Rachel Pungu Luamba : l’effectivité plutôt que les simples indicateurs
À travers cette démarche, Rachel Pungu Luamba défend une conception pragmatique de la réforme.
Pour la Directrice Générale de l’ANAPI, la performance de la RDC ne doit pas être appréhendée uniquement à travers des chiffres ou un classement international. L’objectif ultime est que les réformes produisent des changements perceptibles dans le quotidien des entreprises et des investisseurs.
Cette philosophie donne une profondeur particulière à l’engagement de l’Agence.
Car améliorer le climat des affaires, ce n’est pas simplement obtenir de meilleurs indicateurs. C’est créer les conditions permettant à l’entrepreneur de gagner du temps, à l’investisseur de mieux anticiper, à l’entreprise de se développer et au capital privé de trouver un environnement suffisamment sécurisé et prévisible pour s’engager.
Dans cette perspective, l’ANAPI devient un véritable pont entre la décision publique et la réalité économique.
Une réforme qui mobilise tout l’État
La réussite de cette transformation ne repose toutefois pas sur une seule institution.
Les travaux ont réuni la Cellule du Climat des Affaires de la Présidence de la République, la Primature, l’ANAPI, les ministères et administrations concernés, les points focaux B-READY ainsi que les experts engagés dans le suivi des réformes.
Cette mobilisation traduit une évolution importante : l’amélioration du climat des affaires devient progressivement une responsabilité interinstitutionnelle, avec des engagements identifiés et des résultats appelés à être régulièrement mesurés.
Dans cette architecture, l’ANAPI conserve une fonction centrale d’accompagnement, de facilitation et de coordination, conformément à sa mission de conseil au Gouvernement en matière d’amélioration du climat des affaires et de promotion des investissements.
Faire de l’attractivité une réalité congolaise
La prochaine évaluation B-READY constituera une nouvelle occasion de mesurer les progrès accomplis par la RDC.
Mais au-delà de l’évaluation internationale, l’enjeu est d’abord national. Il s’agit de construire progressivement un environnement dans lequel les investisseurs ne se contentent pas de percevoir le potentiel exceptionnel du Congo, mais peuvent également constater les progrès réalisés dans la manière dont le pays accueille, accompagne et sécurise l’activité économique.
Le TNSE doit contribuer à cette transition en permettant de passer d’un suivi fragmenté à un pilotage davantage intégré, documenté et orienté vers les résultats.
L’ANAPI, une ambition au-delà des classements
À travers son implication dans le processus B-READY, l’ANAPI affirme finalement une vision qui dépasse la seule question du classement de la RDC.
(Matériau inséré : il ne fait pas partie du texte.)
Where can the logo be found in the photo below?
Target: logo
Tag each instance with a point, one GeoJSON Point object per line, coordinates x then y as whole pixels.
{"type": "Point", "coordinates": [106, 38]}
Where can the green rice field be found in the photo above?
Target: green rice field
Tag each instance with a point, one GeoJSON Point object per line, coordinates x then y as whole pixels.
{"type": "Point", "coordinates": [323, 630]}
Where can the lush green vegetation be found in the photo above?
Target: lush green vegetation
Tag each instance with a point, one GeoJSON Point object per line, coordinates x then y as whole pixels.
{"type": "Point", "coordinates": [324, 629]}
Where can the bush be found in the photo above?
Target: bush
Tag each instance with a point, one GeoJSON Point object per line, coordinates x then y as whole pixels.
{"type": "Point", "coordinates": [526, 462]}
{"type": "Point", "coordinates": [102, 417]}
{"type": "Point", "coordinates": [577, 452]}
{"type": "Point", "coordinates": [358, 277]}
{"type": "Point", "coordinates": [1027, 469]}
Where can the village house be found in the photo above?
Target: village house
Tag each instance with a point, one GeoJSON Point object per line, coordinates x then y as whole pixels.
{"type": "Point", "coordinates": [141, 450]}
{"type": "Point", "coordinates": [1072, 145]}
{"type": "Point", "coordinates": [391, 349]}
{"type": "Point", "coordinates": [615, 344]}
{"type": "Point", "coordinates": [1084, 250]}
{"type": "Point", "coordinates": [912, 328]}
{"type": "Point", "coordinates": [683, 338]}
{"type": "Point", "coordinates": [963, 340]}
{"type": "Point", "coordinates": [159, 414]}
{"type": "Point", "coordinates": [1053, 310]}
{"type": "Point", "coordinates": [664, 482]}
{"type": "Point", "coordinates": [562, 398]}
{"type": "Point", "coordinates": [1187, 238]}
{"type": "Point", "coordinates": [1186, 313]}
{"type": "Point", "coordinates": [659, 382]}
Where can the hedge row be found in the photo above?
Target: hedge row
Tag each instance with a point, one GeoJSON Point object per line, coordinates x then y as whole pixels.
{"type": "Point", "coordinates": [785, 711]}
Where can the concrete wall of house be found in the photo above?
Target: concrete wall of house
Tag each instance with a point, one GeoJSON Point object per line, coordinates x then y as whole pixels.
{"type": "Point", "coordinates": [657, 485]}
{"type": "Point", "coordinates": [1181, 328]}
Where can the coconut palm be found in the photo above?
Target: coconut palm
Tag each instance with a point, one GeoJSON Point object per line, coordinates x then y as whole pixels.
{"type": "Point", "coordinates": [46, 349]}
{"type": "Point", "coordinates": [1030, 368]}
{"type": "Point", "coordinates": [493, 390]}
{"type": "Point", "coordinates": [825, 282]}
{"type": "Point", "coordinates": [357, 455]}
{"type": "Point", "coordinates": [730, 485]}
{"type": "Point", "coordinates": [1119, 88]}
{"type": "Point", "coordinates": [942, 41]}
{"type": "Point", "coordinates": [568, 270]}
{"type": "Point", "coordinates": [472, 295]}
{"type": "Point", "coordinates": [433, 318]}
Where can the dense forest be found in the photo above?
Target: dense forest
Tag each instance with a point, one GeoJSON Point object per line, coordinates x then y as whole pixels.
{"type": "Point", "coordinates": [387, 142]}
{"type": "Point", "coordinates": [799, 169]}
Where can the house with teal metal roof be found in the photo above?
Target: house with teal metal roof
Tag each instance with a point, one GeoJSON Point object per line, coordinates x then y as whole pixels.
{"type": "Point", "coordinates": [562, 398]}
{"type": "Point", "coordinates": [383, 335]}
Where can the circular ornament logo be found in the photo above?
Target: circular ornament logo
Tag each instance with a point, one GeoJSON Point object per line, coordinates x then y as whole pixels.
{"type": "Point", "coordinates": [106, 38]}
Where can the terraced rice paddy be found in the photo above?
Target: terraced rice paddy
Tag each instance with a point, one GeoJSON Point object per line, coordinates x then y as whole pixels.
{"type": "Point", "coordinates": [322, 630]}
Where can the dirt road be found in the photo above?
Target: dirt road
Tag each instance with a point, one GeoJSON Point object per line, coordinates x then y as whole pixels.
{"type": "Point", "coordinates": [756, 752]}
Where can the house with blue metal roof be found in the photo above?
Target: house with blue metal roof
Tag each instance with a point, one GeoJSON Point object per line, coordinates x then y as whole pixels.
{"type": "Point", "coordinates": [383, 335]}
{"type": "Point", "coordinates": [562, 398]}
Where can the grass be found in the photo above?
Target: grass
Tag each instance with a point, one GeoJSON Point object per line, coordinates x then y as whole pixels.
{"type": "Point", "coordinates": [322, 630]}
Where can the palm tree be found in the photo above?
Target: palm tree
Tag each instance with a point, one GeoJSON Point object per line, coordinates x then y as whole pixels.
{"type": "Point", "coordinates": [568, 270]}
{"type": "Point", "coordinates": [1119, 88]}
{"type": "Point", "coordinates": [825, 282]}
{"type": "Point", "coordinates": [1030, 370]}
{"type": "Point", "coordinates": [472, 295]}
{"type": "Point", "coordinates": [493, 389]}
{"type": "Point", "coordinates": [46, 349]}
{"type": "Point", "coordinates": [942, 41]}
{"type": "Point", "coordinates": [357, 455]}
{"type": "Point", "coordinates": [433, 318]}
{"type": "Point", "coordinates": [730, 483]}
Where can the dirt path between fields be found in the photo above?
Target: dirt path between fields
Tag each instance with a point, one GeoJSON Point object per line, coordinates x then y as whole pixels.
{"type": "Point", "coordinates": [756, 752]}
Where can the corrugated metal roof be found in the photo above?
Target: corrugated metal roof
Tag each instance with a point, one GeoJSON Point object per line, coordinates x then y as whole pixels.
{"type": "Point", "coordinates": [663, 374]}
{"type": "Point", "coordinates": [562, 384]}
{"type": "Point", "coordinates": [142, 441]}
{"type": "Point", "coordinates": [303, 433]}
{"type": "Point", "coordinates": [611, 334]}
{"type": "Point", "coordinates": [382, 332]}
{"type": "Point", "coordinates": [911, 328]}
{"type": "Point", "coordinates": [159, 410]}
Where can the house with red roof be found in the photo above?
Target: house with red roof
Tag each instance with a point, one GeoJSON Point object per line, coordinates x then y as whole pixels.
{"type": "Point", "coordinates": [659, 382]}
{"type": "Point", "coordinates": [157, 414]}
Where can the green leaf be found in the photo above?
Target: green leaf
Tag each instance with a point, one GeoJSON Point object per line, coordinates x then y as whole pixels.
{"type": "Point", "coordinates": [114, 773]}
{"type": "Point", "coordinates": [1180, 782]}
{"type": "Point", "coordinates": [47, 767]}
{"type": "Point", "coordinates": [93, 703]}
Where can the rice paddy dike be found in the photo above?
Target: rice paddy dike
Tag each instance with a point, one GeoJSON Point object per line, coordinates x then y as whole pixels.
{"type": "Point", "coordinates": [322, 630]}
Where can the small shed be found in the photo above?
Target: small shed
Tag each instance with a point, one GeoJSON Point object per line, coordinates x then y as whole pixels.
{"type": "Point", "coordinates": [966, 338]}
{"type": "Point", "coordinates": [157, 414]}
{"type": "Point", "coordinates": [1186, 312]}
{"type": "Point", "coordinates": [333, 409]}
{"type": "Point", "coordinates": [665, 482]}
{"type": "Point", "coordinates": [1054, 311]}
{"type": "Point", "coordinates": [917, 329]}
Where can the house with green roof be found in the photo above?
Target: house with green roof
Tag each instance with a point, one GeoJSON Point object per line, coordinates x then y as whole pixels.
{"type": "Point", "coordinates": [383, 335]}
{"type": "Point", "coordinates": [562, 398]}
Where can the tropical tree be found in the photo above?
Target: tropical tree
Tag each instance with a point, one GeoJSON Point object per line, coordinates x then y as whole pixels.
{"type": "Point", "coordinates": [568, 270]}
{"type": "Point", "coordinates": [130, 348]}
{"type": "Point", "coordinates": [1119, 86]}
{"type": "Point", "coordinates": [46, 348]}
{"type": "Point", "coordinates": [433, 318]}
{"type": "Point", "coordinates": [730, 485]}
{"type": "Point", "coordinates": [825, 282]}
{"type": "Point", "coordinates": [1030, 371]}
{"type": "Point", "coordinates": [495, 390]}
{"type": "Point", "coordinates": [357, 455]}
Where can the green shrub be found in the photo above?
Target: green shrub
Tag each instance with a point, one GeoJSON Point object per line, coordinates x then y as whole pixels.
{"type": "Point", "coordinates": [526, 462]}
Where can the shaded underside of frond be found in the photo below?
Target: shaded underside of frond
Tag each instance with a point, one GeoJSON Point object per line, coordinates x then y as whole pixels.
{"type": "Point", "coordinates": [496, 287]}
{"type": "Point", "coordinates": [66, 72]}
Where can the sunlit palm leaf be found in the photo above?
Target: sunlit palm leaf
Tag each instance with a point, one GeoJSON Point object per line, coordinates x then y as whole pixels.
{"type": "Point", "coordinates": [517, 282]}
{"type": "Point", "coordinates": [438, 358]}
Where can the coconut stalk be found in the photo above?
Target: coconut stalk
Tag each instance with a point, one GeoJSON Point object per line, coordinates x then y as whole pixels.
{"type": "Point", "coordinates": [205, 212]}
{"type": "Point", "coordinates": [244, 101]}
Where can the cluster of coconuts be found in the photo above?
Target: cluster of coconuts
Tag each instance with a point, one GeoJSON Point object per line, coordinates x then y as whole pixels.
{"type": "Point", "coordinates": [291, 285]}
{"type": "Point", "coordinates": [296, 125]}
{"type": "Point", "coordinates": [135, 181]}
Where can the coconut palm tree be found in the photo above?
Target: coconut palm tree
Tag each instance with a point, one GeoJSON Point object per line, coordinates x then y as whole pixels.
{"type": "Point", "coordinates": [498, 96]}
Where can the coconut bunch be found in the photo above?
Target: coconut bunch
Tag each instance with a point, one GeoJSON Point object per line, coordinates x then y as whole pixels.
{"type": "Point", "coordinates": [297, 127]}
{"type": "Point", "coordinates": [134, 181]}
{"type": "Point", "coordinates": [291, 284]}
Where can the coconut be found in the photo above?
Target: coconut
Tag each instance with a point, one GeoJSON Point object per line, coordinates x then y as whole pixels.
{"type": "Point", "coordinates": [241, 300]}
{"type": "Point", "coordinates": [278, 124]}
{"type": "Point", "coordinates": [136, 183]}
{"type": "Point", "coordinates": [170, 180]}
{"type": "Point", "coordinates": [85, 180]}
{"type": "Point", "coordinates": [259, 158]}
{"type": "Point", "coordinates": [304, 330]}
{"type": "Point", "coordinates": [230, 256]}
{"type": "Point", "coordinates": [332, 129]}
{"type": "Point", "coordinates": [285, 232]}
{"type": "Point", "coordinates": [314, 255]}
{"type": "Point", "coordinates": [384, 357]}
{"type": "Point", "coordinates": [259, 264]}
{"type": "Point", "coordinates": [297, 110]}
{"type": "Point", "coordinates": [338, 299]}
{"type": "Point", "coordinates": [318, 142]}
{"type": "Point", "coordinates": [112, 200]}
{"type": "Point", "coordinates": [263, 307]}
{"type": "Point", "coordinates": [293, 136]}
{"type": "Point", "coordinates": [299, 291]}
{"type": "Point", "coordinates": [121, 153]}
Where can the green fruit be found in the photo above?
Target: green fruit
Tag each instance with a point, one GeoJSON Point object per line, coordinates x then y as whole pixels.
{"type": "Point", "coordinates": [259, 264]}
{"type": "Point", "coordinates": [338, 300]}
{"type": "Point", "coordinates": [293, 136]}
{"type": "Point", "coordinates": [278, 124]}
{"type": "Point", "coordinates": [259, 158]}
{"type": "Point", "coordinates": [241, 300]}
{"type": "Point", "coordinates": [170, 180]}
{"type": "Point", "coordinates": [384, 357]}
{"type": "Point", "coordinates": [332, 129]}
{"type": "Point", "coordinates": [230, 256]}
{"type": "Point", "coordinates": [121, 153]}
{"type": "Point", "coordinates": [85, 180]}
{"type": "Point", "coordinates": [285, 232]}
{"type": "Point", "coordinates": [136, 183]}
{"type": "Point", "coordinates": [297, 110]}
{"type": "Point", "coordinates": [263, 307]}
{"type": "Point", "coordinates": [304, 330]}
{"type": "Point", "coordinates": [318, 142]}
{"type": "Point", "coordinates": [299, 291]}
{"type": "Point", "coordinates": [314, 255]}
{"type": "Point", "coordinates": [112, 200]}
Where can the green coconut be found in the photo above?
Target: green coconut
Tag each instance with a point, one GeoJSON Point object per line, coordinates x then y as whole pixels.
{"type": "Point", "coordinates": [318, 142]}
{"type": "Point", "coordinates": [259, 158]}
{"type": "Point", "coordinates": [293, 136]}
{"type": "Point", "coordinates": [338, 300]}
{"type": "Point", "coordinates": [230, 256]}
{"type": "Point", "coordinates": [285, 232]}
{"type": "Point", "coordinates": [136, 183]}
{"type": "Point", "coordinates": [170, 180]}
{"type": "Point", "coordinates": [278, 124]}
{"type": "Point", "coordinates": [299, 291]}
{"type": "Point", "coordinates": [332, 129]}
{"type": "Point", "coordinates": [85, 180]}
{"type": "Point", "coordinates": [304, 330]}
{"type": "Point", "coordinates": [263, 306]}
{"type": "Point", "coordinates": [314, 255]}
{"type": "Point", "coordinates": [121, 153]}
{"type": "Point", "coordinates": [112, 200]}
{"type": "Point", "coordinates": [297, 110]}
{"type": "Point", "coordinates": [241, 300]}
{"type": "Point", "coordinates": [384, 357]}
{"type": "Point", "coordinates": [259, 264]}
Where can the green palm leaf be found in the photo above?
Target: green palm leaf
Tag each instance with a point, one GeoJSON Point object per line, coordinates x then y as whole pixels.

Son ambition est de contribuer à une transformation durable de l’environnement économique national : moins de lourdeurs, davantage de coordination, des réformes mieux suivies et des résultats plus visibles.
Sous l’impulsion de Rachel Pungu Luamba, l’Agence entend ainsi demeurer un acteur majeur de cette chaîne de transformation, en accompagnant le Gouvernement dans le passage des engagements aux résultats tangibles.
Dans une RDC qui cherche à convertir son potentiel économique en croissance, en emplois et en investissements, la bataille du climat des affaires apparaît comme l’un des fronts les plus déterminants.
Et dans cette bataille, l’ANAPI ne se contente plus de promouvoir la destination RDC. Elle travaille à la rendre davantage prête à accueillir, accompagner et retenir l’investissement.
C’est peut-être là l’une des évolutions les plus importantes : faire de l’attractivité non plus seulement un discours, mais une expérience concrète pour l’investisseur.